考虑次小时尺度运行灵活性的含储能机组组合

大规模可再生能源并网加重了电网的调频负担,对电力系统快速响应功率变化的能力,即次小时尺度的运行灵活性提出了更高要求。对此,文中提出一种考虑次小时尺度运行灵活性的含储能机组组合模型。在对系统净负荷区间变化规律进行分析的基础上,确立净负荷波动的关键场景并依此设置运行灵活性约束,明确了机组组合中小时尺度调度决策与次小时尺度运行灵活性需求间的牵制关系;同时,基于对储能在充电、放电、非充非放等各运行状态下提供运行灵活性的原理与制约因素的分析建立相关数学表达,并将其加入系统能量、功率平衡方程与运行灵活性约束,由此构建储能统筹利用与机组组合一体的数学模型。通过线性化处理,整个模型形成混合整数线性规划问题以实现求解。仿真分析表明,所提方法可优化利用储能,有效实现系统次小时尺度运行灵活性的提升。

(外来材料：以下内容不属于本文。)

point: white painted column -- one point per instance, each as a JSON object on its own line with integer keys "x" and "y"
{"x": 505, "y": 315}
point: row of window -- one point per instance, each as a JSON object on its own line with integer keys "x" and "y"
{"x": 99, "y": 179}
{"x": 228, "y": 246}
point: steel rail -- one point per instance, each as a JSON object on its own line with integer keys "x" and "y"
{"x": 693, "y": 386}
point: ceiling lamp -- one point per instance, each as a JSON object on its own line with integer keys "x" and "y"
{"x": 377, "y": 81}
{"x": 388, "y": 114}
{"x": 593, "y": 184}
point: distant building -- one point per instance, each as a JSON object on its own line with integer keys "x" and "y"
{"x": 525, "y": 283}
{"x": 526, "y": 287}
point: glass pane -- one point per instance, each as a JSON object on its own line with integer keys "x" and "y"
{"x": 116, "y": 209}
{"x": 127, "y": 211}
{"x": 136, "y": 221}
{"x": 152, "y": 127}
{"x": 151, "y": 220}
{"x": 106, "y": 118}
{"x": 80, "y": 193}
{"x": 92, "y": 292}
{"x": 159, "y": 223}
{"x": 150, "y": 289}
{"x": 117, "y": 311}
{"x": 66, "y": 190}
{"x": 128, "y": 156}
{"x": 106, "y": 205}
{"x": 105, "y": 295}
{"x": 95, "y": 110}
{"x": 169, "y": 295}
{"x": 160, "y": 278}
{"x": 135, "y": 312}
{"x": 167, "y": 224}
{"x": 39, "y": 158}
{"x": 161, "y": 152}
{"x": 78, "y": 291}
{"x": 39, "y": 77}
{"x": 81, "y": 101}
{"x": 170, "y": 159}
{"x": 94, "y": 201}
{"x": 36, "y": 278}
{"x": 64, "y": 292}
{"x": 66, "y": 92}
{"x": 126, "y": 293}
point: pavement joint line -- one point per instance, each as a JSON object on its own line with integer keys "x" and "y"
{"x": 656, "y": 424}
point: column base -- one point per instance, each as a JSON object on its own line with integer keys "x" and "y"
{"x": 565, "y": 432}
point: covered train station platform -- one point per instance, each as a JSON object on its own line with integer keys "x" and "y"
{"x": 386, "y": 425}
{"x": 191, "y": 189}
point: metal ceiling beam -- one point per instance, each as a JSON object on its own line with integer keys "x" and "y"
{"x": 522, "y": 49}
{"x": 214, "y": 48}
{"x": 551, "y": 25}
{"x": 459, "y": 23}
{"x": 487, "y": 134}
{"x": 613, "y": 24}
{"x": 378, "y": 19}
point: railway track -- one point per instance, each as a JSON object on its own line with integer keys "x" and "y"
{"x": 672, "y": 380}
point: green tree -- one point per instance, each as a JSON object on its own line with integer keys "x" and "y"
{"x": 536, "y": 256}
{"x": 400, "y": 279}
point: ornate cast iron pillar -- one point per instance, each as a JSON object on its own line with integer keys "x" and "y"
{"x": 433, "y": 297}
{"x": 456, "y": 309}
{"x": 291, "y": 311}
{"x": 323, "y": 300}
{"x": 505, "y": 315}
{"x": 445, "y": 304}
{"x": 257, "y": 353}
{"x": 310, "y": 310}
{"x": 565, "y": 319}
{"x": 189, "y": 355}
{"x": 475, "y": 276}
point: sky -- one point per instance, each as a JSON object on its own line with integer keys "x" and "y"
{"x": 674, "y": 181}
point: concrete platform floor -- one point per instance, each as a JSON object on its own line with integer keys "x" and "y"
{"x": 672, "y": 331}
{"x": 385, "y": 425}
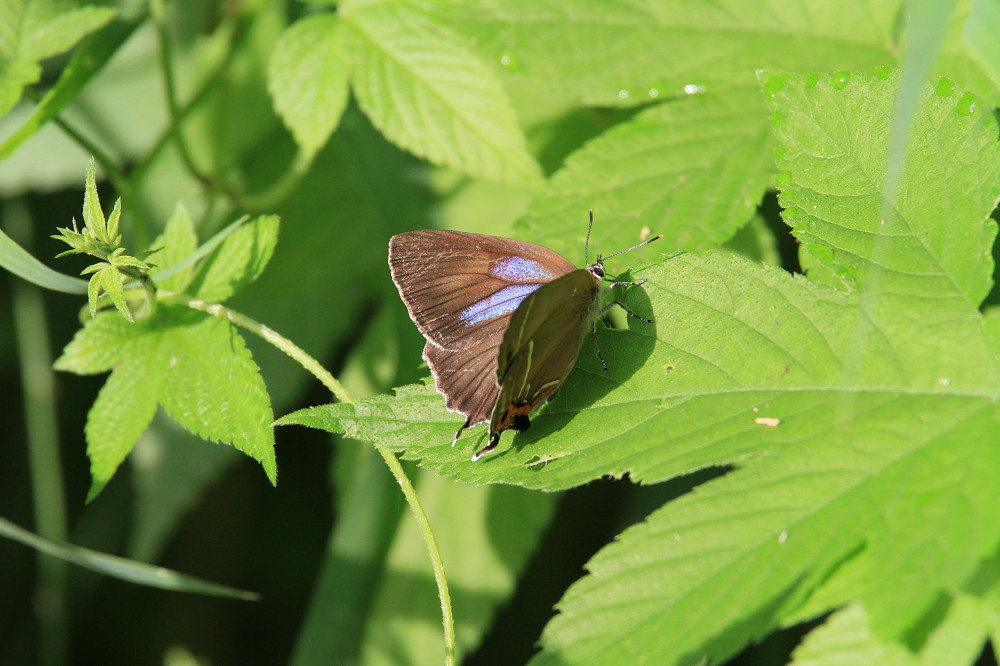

Unit Commitment with Energy Storage Considering Operation Flexibility at Sub-hourly Time-scales

The integration of large-scale renewable energy aggravates the burden of frequency regulation for power grid, so the power system is required to be more capable of following power changes timely, that means higher demand for operational flexibility at sub-hourly time-scales. Thus this paper proposes a unit commitment(UC)model with energy storage considering operational flexibility at sub-hourly time-scales. Based on the analysis of range characteristics of the net load, the operational flexibility constraints are set according to the key scenarios of net load fluctuation. Therefore day-ahead dispatch in hourly time-scale is tied with sub-hourly operational flexibility requirements in UC. Meanwhile, the principles and restrictive factors of energy storage in different running states of charging, discharging and non-charging-and-non-discharging are discussed. Then the flexibility provided by energy storage is modeled and added to the system energy and power balance equation and operational flexibility constraints, respectively. Therefore the model of UC integrated with optimal deployment of energy storage is developed. By linearized processing, the model is reformed as a mixed integer linear programming(MILP)problem for solving. Simulations show that the proposed method can significantly improve the operational flexibility of power system at sub-hourly time-scales by using energy storage optimally.